On the other hand, and normally, it should be possible to repeat the digital signature verification process even years after its generation. Therefore, the electronic signature tools must be capable of preserving the properties of digital signatures over the course of time, in accordance with ETSI and IETF specifications. For details on how to manage the long-term validity of electronic signatures with TrustedX, see Non-Repudiation and Long-Term Digital Signatures (XAdES, CAdES and PAdES).
Implementation of the electronic signature verification process with TrustedX
Using TrustedX allows the application to completely delegate the logic of the signature verification process to a corporate trust service. In this way, TrustedX will manage the signature policies and the trust of the trusted third parties (TTP), in addition to providing a unique audit system.
Where the application is concerned, verifying an electronic signature will consist in, sending the documents to be verified, to TrustedX, in order to obtain a validity declaration (valid, invalid, incomplete) and a level of trust for the electronic signature. The PKCS#7/CMS, PDF digital signature, S/MIME, CAdES, XAdES, PAdES or WS-Security electronic signature formats can be used in documents.
If only the validation of a digital certificate is required, the procedure is the same.
As we have already mentioned, TrustedX acts as a trust provider, allowing, therefore, the centralization and application of signing policies at corporate level. For example, trusting a set of CAs, TSAs or certain electronic signature cryptographic algorithms, determining the level of trust for these, and determining how to validate the digital certificate are not decisions that will be made by the application. These are deemed coporate decisions, and, are managed, therefore, by TrustedX.
In this sense, TrustedX provides applications with a uniform trust report on an electronic signature regardless of its format and adapted to the policies that have been corporately established. This notably improves the corporation’s trust management, since it is centralised in TrustedX rather than individually in multiple applications.
TrustedX services are provided as Web services and are accessed via SOAP/WS, REST/WS, or via the TrustedX Java API. To learn about the different integration architectures of TrustedX, consult the howto “TrustedX Integration Architectures”.

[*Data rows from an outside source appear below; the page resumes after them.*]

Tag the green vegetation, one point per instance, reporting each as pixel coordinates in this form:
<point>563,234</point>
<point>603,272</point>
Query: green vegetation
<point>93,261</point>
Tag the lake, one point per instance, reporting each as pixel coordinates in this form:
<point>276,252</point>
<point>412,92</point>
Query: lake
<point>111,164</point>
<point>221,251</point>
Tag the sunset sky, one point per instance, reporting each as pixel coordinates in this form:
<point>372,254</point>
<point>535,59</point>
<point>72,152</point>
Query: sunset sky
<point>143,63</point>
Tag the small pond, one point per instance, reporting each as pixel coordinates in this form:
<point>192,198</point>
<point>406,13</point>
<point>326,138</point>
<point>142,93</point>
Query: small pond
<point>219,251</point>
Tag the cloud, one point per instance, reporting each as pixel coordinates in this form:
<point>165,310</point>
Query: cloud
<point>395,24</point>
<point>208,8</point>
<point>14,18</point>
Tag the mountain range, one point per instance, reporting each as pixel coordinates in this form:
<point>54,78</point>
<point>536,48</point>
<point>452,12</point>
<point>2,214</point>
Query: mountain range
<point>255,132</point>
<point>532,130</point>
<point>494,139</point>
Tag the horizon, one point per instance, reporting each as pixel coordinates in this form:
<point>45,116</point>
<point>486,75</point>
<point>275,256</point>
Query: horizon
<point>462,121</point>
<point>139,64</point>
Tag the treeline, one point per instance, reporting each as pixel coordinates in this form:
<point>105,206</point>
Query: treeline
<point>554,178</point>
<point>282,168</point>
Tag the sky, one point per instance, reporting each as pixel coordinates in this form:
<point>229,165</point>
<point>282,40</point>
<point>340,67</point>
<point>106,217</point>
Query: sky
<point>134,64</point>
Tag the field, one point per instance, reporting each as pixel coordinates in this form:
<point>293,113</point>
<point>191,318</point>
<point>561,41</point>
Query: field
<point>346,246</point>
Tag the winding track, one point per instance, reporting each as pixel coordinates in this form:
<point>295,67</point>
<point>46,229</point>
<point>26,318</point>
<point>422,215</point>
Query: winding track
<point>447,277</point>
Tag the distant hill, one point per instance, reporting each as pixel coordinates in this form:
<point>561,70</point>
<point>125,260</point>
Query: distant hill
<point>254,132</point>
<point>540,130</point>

Next, you will see an example of a PKCS#7/CMS electronic signature verification request, using the OASIS DSS standard, where the documents to be verified are included in the <VerifyRequest> element:
<dss:VerifyRequest Profile="urn:safelayer:tws:dss:1.0:profiles:cmspkcs7sig:1.0:verify" Attributes>
The response from TrustedX will be an XML document, indicating the results of the electronic signature verification. This document also contains the signer information (for example: name, department, role, etc....) and may include full data on the digital certificates, as well as time-stamps and the CRL/OCSP responses used. Once the electronic signature has been verified, TrustedX can also return the electronic signature, updated with the time-stamp and the electronic evidence on the status of the digital certificates, in accordance with the ES-T, ES-C and ES-A formats defined in CAdES.
In the response information of the electronic signature verification, TrustedX includes a specific diagnosis on the level of trust of the electronic signature as determined by the system. This diagnosis is expressed in a decimal value 0 (low trust), 1 (medium trust), 2 (trustworthy) or 3 (highly trustworthy), and in a textual value called trust label (for instance DNIe, FNMT Class2, Verisign Class3, etc.). Thus, applications can ignore any indication of complexity associated with the electronic signature’s trust (electronic signature formats, certificates, CRLs, etc.) and simply and exclusively focus on a decimal value and text string.